Religious liberty is dead: Texas lawyer ordered to stop praying in court or be disbarred
08/18/2016 / By newstarget / Comments
Religious liberty is dead: Texas lawyer ordered to stop praying in court or be disbarred

Freedom of religion, freedom of speech, the right to a fair trial, and Facebook postings have stirred-up a hornet’s nest in  Ellis County.

(Article by L.P. Phillips)

It starts with Waxahachie lawyer Mark Griffith, who  doesn’t mind telling anyone he prays for help before court, during a trial and on Facebook.

It’s the Facebook part that is at issue, another new twist in the odd world that social media has created.

Twice, in separate trials, the Ellis County District Attorney’s office has convinced judges to stop Griffith from posting running commentary of a trial in his prayers on Facebook.

“No lawyer is allowed to make running commentary in the public forum regarding witnesses, the character of witnesses, the opinion of the guilt or innocence of defendants or suspects in criminal cases.” said Patrick Wilson, Ellis County District Attorney.  He claims it’s basic legal ethics.

The argument doesn’t hold water with Griffith.  He contends his office has a history of tweaking the DA in criminal cases, and he sees the argument over his prayers on Facebook as an effort by the District Attorney’s office to throw him off balance.

“I can assure you he’s not going to” said Griffith.  “What he attacked was my firm’s personal Facebook page and prayers mentioned by me prior to trial and during trial.  And there’s not going to be a motion, and there’s not going to be any order from any court, that’s going to keep me from praying and asking for God’s wisdom as I’m fighting for his children.”


Wilson says Griffith knows better and is hiding behind religion.  “Prayer has nothing to do with this. The right to free speech has nothing to do with this” says Wilson. “This has everything to do with maintaining the integrity of our judicial system. And if he wants to fight that fight with the state bar of Texas, good luck.”
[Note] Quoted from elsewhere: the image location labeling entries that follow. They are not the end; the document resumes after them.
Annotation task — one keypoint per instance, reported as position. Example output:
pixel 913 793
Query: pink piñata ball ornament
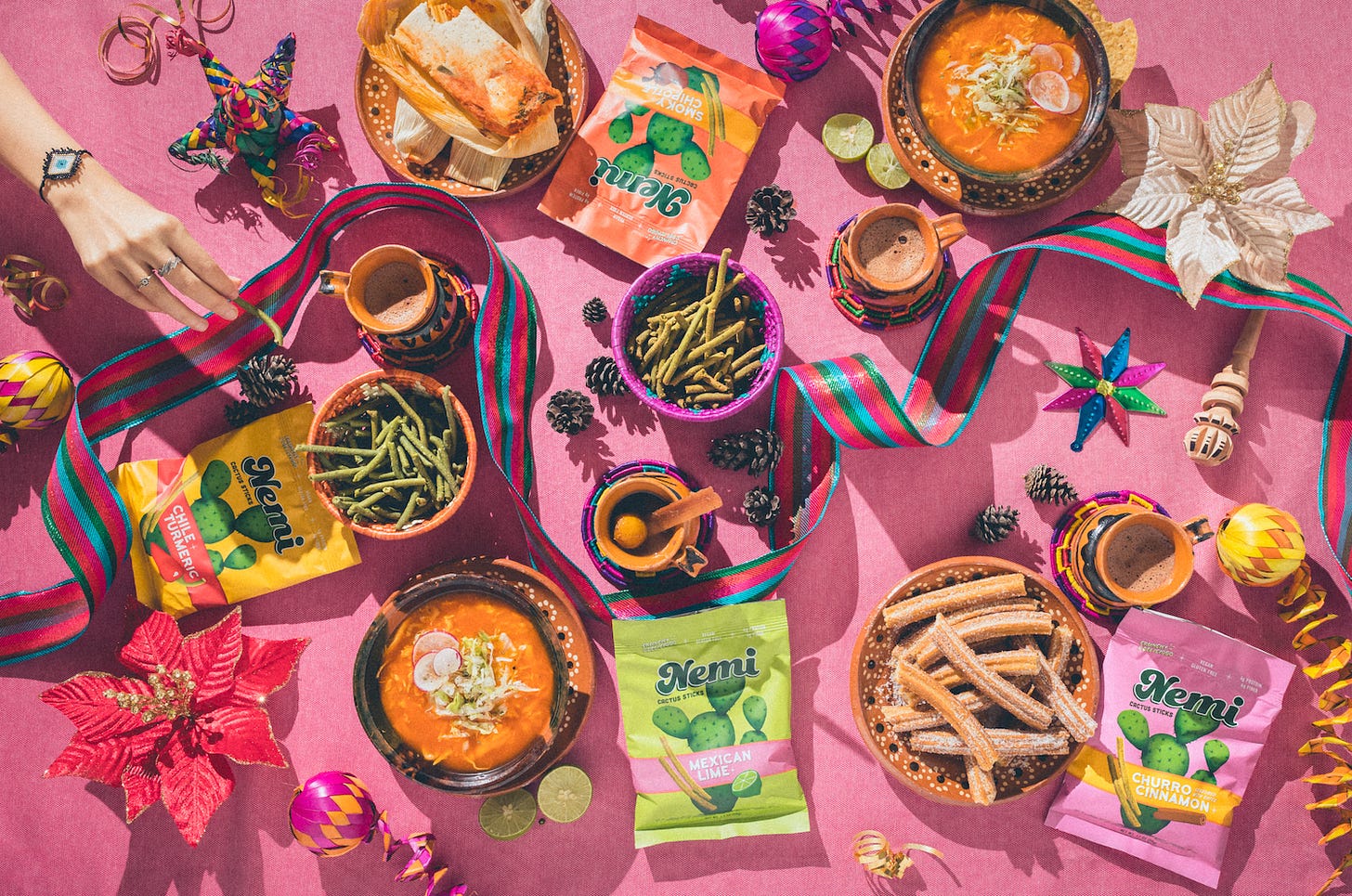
pixel 792 39
pixel 332 813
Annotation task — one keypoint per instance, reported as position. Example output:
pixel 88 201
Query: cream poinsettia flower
pixel 1221 187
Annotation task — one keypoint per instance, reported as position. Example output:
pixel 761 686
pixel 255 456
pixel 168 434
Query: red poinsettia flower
pixel 168 736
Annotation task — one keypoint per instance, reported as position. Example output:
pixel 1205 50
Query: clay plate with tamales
pixel 1023 714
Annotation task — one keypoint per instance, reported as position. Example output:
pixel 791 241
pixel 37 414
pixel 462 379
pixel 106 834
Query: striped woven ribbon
pixel 817 407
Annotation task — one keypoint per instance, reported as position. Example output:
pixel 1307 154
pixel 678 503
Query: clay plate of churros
pixel 975 682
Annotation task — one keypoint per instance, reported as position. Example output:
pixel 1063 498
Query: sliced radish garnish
pixel 1070 59
pixel 432 643
pixel 445 662
pixel 1046 58
pixel 426 676
pixel 1049 91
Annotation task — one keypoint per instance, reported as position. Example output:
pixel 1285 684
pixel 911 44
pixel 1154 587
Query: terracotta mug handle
pixel 949 228
pixel 334 282
pixel 1200 528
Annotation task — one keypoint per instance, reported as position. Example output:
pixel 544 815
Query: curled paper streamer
pixel 1304 604
pixel 27 281
pixel 878 857
pixel 136 26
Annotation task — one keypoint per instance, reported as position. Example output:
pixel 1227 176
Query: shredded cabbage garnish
pixel 995 88
pixel 474 696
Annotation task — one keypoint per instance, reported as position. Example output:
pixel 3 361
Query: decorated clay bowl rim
pixel 365 684
pixel 649 285
pixel 349 395
pixel 930 20
pixel 898 761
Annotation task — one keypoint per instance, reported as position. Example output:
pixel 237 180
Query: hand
pixel 121 238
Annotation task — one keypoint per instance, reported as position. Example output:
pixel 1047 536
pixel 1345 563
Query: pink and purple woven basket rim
pixel 649 285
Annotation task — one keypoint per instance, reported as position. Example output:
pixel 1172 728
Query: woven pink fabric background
pixel 894 513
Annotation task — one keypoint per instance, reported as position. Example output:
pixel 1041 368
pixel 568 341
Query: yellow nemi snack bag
pixel 234 519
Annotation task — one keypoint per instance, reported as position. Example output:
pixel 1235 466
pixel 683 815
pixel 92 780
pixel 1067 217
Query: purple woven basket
pixel 652 284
Griffith is quick to point out an instruction virtually every judge gives every juror during a trial: Jurors are not to read, listen to or view accounts of the case during the trial.  The case is to be decided from the evidence presented in court.  Griffith says he has never found a juror who didn’t take that admonishment to heart.

But the murky world of social media can present challenges to the most conscientious of jurors.  What if, Wilson asks, a person were to copy one of Griffith’s postings then repost it on their Facebook page?  Or what if they send it along through Twitter

“That’s absolutely a concern.” Wilson argues.  ” Unless someone knows how to completely lock down and prohibit jurors from even looking at social media during the course of a trial, this is the only way to appropriately control a trial.  And prayer has nothing to do with it.”

So far the judges have sided with the state in a broad way.  Griffith is allowed to pray on social media, so long as those prayers don’t contain a running account of the trial.

Griffith plans to appeal.  “I am not going to give up my faith.”